I know you love her as your own. This is good and It makes it a bad situation when her father keeps interrupting her life ,not letting her be herself at her young age.

He will probably end up driving her away from himself because she wont want these feelings to continue and totally end up blocking him from her mind.

This is not good because he will then blame you for it.

I hear her crying out for help but I don't know the next step either.

All we can do is pray for a good outcome.
 
It's funny every one we know that knows anything about the situation says the same things you are saying...Sadly the man could probably be a really likeable guy, as he's alot like the rest of us on here, if it weren't for the way he has chosen to do things...In the end though you find out just how many real rights you have, or rather don't have, with our government and laws, even when it comes to your children.
 
I adopted our oldest as his donor was not paying anything (money or attention) to his son. Been glad ever since. We moved to a new place and then started again getting mail addressed to him, wondered how that is then got ot realizing that it always happened around fathers day and my boys birthday. Sounds like a reminder of him to me. I would just as soon have no contact and my wife feels mostly the same, and he has NO rights, but makes me wonder how bad of a guy he is then, probably not all that bad, just some bad ideas.
 
Wayne, I kind of thumbed through, really can't add anything to this, quite the "quandry" you're dealing with, hope all goes well.

One thing I've wondered is because this is a public forum, is there anything you should be careful of when posting, legally, say if any or all of the content thereof was in the wrong hands ? I thought it worth mention, just in case.

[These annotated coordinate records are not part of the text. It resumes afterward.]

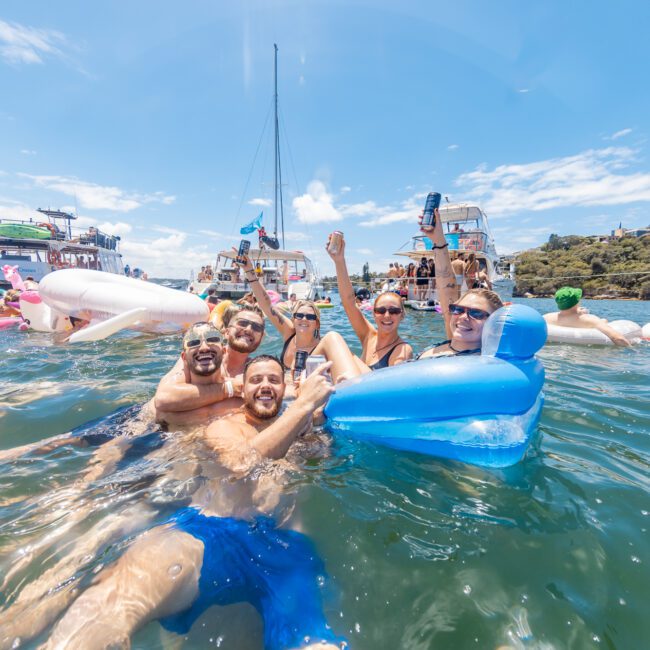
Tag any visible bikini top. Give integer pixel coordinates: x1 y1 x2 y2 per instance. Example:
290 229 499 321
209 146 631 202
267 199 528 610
415 339 481 361
368 341 404 370
280 332 318 370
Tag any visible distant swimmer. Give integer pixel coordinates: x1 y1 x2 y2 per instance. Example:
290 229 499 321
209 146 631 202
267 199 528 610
544 287 630 348
39 356 342 650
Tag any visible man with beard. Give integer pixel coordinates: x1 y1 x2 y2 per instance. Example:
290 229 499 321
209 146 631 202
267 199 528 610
37 354 340 650
153 305 264 426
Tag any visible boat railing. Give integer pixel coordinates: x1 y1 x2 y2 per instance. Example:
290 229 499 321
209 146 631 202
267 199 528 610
0 217 121 251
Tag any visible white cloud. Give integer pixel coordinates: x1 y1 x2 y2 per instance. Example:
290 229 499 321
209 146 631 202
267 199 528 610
455 147 650 217
292 180 343 224
18 174 176 212
603 129 632 140
0 20 66 64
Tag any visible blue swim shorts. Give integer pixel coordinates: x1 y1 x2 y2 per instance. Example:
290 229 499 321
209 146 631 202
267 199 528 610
160 508 342 650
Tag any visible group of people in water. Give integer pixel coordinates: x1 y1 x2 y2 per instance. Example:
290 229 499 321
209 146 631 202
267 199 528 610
0 209 632 649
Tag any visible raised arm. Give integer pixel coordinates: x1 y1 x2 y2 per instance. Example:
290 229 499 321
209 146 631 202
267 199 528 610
420 208 456 338
325 235 375 343
233 249 295 341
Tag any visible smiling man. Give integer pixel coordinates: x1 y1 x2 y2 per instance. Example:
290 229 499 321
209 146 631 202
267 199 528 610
45 354 342 650
153 305 264 426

Again wish you and your family the best, I've had some experience in that area, but certainly not to that level with an absent father and ensuing legal situation, but I do know from my own experiences how this can be tough on any kid, especially at that age, though they are often times very resilient and will cope well, being good to them and helping them through this should be something, they'll never forget, persistence and poise will go a long way, regardless of any dilemma you may face.
 
All I can say is I Know your circumstances rather well. As I was a Foster parent.

After raising a child for 6 years , from three mo old. the Mother wanted her child back.

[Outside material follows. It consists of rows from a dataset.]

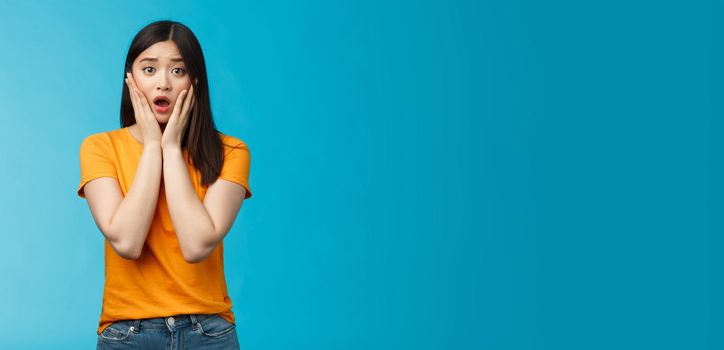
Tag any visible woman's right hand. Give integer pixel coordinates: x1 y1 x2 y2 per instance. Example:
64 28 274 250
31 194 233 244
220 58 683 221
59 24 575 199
126 72 162 145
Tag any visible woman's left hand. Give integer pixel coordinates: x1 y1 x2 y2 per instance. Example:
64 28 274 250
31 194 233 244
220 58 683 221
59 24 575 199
161 84 194 149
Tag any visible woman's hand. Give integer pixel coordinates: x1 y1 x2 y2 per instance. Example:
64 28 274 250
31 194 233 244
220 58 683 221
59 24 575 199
161 84 194 150
126 72 161 145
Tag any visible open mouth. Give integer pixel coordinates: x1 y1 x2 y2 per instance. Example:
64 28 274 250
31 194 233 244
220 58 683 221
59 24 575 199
153 96 171 113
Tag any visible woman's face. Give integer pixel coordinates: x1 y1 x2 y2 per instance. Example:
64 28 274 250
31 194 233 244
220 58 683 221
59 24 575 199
131 40 191 124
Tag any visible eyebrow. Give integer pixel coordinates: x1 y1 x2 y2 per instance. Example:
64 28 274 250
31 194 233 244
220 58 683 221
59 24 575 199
138 57 184 62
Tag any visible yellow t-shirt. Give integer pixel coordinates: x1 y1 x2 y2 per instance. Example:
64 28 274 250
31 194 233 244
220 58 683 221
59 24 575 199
78 128 251 334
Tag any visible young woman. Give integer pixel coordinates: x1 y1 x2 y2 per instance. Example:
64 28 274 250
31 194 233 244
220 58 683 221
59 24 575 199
78 21 251 349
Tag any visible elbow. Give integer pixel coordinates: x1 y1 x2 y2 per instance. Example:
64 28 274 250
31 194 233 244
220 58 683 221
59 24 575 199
181 242 211 264
106 228 143 260
111 243 142 260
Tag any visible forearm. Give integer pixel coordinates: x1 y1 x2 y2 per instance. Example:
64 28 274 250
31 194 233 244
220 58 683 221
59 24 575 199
163 147 215 261
110 142 162 256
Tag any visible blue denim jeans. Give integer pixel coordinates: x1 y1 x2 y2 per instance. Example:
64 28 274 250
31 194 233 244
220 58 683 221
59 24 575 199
96 314 239 350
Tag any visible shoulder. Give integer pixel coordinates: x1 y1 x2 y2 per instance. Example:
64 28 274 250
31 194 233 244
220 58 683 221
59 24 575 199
219 132 249 154
81 128 125 144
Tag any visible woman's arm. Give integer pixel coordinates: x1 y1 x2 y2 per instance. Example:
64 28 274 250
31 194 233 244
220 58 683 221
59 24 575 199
163 146 246 264
83 141 162 259
84 73 163 259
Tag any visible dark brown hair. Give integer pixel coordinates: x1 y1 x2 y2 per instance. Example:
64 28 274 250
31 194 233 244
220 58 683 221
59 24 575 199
121 21 224 186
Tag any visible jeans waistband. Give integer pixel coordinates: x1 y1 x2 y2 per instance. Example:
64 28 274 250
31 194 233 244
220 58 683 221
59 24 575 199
128 314 216 332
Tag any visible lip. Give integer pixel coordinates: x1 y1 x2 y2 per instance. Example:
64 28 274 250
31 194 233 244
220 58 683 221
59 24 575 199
153 95 171 113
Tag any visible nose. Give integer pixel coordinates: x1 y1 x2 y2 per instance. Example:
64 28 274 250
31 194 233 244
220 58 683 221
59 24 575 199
156 73 171 91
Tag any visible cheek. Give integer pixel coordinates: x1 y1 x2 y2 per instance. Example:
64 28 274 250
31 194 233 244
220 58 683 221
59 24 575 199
133 77 153 100
176 79 191 94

I wanted to fight it but it was known when we took this child it could / would happen that he would be returned back to paternal mother.

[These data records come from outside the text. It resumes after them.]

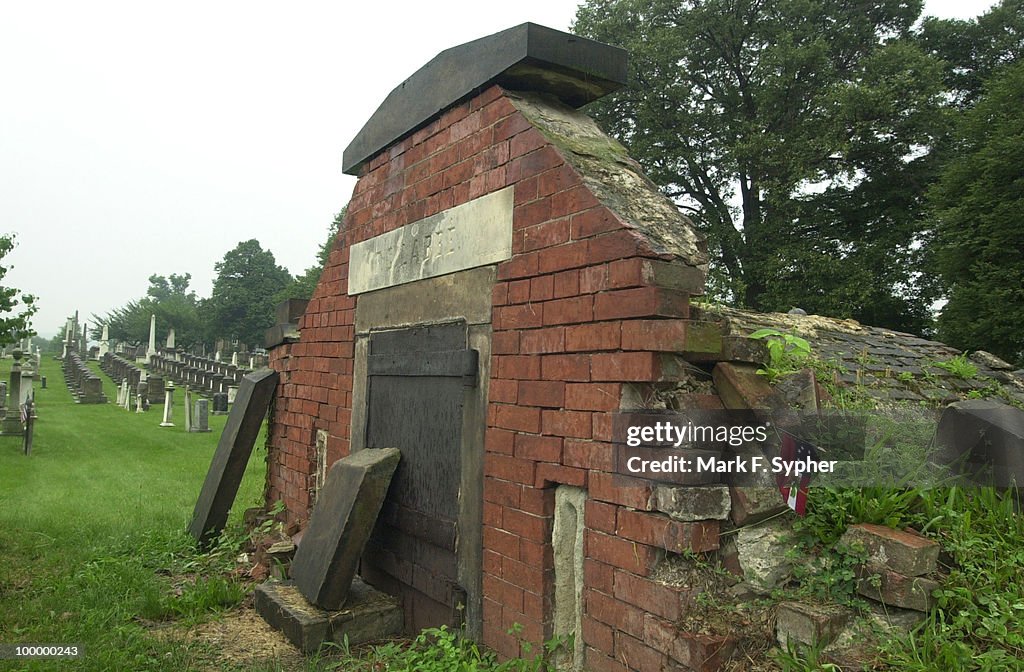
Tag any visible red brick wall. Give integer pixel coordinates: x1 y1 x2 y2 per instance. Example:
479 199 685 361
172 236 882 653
267 87 718 670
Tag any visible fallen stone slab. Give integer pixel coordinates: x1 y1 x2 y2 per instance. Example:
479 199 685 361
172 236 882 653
935 400 1024 488
292 448 401 610
840 522 939 577
857 563 940 612
188 369 278 545
651 486 731 522
775 602 850 647
255 578 403 654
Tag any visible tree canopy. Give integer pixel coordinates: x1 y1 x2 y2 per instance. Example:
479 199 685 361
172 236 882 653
930 62 1024 365
203 239 292 346
0 234 39 345
574 0 943 331
90 274 205 347
274 205 348 305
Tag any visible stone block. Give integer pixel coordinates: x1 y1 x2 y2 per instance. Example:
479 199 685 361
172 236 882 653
651 486 731 521
188 369 278 545
736 517 793 588
712 362 790 411
775 602 850 647
729 486 786 526
840 522 939 577
292 448 400 610
255 579 402 654
857 563 939 612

We had already planned Christmas for the child and we ask for a visitation for his last holiday with us .

They OK'd it and when we returned him back I was told they took his presents off him that we gave him and he cried so much the step father put him in a room till he stopped. I never went back as to create a scene for this child. I felt it best to leave him be and get the life he needed even though I felt all through the whole matter was a a choice of bad decisions from Child welfare and the courts.

Anyway to make a long story short, two years later the step father got drunk and for some stupid reason knocked this child down the steps. causing brain damage.

I saw this child 20 years later where I worked in a MH/ MR facility. it tore me up to see him as he was basically homeless because no one wanted to take care of him He is still in a group home.

He is now 31 years old and has the mental capacity of a 10 year old.

You don't think that hurts ??

This is why I'm so compassionate for your circumstances.
 
Not really worried about that as I have no 'real' legal standing nothing I say or do can really be used against my wife. Even then there is nothing I said, or mentioned in the post, that both the wife and I haven't already said and done more than once over the past year.